Opening his eyes, Adam turned toward Orin, a tight, almost pained expression on his face. “If you take responsibility for the actions of everyone else, you’ll just kill yourself. You can’t do it. Holding that press conference was the best choice, and you holding it didn’t bring that gunman there. He went himself. You didn’t pull the trigger. You aren’t at fault.”
“I’m not real good at the accepting part,” Orin admitted, voice strangled and resigned, and across the police barrier, a sniper rifle fired and police and paramedics moved forward in a rush of activity. “I couldn’t stop my folks from dying either,” he said, thoughts far away from that car and Seattle, and beyond the boy he’d killed himself as a child. He looked over at his cousin. “You’re a good man, A, and you don’t bring death onto folks like I do. I got to make sure this stops,” he said, a tone of distancing in his voice. He opened the car door without warning, but his expression was calm once he stepped out onto the sidewalk. The man inside was clearly down, and there was nothing he could do about that, either. “Find out about the families and let me know,” he said, almost dead in tone.

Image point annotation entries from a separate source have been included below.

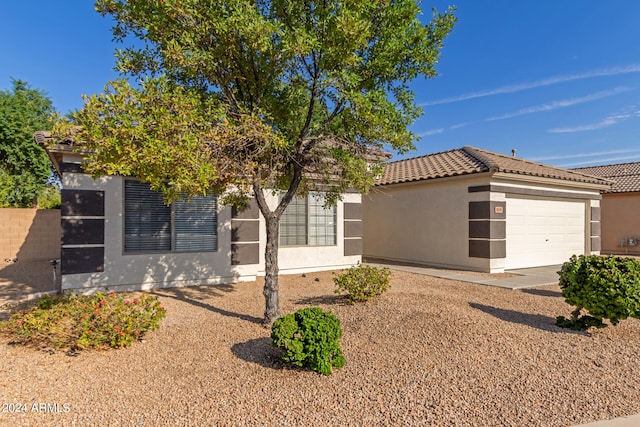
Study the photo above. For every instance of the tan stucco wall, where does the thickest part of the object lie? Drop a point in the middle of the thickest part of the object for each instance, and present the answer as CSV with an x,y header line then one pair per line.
x,y
425,223
428,222
29,234
620,219
312,258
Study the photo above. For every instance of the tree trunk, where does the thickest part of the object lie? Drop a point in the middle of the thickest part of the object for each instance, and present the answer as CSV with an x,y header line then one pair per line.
x,y
272,307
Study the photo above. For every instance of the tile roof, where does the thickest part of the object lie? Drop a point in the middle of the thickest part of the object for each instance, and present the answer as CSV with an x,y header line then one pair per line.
x,y
625,176
469,160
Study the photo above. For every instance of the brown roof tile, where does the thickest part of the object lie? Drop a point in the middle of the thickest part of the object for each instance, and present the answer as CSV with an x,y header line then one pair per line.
x,y
469,160
625,176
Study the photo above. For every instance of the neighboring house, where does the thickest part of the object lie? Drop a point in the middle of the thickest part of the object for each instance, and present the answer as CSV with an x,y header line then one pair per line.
x,y
477,210
620,207
118,234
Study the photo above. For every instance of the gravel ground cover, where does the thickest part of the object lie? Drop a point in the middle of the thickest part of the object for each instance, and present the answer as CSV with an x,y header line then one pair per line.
x,y
428,352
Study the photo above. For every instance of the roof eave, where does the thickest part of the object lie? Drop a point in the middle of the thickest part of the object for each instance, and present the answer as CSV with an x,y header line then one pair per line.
x,y
600,186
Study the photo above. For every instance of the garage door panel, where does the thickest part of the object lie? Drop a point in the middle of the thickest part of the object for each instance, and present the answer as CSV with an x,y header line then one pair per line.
x,y
543,232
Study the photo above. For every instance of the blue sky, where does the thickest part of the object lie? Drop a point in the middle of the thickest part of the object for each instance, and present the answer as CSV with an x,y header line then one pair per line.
x,y
557,80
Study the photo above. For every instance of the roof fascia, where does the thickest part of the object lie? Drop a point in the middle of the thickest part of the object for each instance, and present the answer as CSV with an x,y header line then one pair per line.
x,y
551,181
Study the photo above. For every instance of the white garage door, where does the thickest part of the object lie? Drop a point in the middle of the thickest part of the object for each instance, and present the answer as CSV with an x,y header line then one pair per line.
x,y
543,232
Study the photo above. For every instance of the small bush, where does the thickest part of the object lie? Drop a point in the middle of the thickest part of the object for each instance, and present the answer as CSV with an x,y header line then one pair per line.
x,y
362,282
71,322
606,287
309,338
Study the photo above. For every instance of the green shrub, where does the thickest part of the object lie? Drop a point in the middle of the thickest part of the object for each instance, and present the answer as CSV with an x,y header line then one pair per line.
x,y
71,322
362,282
309,338
606,287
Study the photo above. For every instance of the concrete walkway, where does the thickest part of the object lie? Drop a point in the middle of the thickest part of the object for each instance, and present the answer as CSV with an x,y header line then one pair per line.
x,y
516,279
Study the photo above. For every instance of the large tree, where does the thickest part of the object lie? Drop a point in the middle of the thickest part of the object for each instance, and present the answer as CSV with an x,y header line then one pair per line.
x,y
24,166
243,97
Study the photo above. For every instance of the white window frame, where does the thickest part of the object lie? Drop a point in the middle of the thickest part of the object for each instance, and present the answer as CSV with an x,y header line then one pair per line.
x,y
319,223
182,227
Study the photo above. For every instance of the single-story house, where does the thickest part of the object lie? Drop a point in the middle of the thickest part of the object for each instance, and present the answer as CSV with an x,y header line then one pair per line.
x,y
478,210
620,207
117,234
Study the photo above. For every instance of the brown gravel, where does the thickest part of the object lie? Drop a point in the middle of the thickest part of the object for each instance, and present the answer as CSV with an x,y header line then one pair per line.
x,y
428,352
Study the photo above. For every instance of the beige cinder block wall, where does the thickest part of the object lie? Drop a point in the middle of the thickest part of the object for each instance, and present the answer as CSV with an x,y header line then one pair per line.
x,y
620,219
29,234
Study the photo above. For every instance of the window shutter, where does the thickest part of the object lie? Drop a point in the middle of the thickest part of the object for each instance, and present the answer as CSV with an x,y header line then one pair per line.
x,y
147,220
293,223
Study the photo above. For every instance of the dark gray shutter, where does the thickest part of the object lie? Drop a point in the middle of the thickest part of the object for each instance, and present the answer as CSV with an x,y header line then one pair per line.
x,y
147,220
293,223
196,225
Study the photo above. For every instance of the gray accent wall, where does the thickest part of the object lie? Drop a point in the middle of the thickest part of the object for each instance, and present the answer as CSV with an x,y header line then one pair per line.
x,y
487,229
352,229
245,235
595,233
82,222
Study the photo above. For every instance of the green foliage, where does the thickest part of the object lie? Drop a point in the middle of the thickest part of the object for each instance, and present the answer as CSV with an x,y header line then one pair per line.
x,y
309,338
362,282
24,166
50,198
82,322
607,287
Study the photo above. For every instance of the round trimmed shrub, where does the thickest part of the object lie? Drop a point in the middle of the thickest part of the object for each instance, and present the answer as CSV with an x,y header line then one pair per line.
x,y
607,287
309,338
362,282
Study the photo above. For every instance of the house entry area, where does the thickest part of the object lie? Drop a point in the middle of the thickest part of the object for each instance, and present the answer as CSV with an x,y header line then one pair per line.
x,y
543,231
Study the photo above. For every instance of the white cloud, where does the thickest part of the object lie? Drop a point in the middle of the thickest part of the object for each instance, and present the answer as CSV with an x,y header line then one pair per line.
x,y
554,105
634,68
634,151
610,120
431,132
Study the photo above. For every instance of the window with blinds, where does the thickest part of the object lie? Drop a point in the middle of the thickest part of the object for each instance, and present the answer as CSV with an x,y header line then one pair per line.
x,y
307,222
151,226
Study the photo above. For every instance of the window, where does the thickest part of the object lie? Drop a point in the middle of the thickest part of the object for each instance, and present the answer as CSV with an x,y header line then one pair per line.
x,y
307,222
152,226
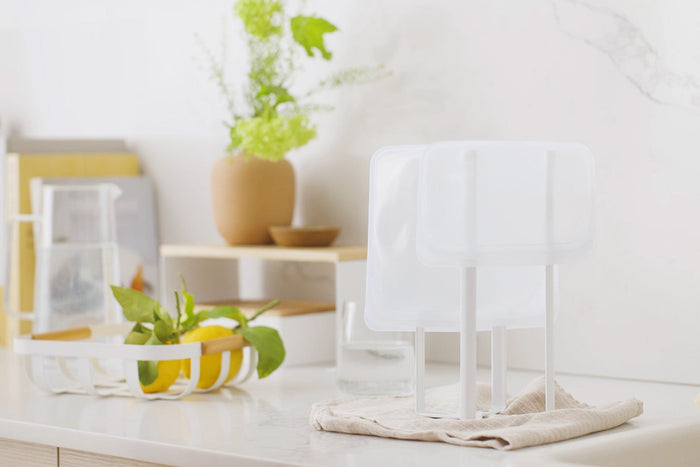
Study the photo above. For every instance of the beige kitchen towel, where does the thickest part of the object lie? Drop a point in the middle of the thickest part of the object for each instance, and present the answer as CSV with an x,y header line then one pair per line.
x,y
523,422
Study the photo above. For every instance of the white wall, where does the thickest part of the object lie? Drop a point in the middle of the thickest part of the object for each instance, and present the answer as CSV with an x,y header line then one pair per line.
x,y
622,76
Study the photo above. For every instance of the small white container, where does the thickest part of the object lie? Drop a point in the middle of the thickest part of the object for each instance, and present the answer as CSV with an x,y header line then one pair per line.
x,y
81,361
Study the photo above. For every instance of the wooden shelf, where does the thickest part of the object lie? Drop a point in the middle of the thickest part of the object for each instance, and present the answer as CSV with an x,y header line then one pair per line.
x,y
331,254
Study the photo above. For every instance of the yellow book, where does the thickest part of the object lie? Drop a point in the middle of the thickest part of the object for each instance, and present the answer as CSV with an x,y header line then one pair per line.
x,y
20,169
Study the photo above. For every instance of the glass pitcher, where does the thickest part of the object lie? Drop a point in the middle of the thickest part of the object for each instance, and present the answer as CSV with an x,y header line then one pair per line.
x,y
76,257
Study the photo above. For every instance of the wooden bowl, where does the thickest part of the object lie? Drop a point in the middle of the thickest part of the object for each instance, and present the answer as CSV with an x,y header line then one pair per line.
x,y
312,235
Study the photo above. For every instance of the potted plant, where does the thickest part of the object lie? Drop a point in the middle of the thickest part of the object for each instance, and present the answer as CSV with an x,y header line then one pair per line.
x,y
253,187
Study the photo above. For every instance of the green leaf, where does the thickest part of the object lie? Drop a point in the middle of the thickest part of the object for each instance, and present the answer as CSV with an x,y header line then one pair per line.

The idea that he - Adam Morgenstern - was a good person was laughable at best. On the surface, he was a dick. To everyone. He had a chip on his shoulder, acted like an asshole, and had no problem with it. On a deeper level, he orchestrated organized crime - which, admittedly, he hadn’t done as much lately. He needed to get back on that. He helped people with enough money kill other people. He participated in racketeering and money laundering. He was an art thief.
To be fair, all that was secreted away from his family. They didn’t know. Orin didn’t know. But a heart-to-heart consisting of “Well, actually, I’ve killed people, too, I’m just borderline sociopathic enough not to care” didn’t rank high on his list of things to divulge about himself, even if it might help his cousin.
“If you want to make this stop, you have to kill all the morons in the world,” Adam said in a half-assed attempt to lighten the mood. “And I will. Don’t do anything stupid in the meantime. If you die and I have to take up the mantle of the Arrow, I will find a Creation with resurrection powers, bring to back to life, and then kill you again.”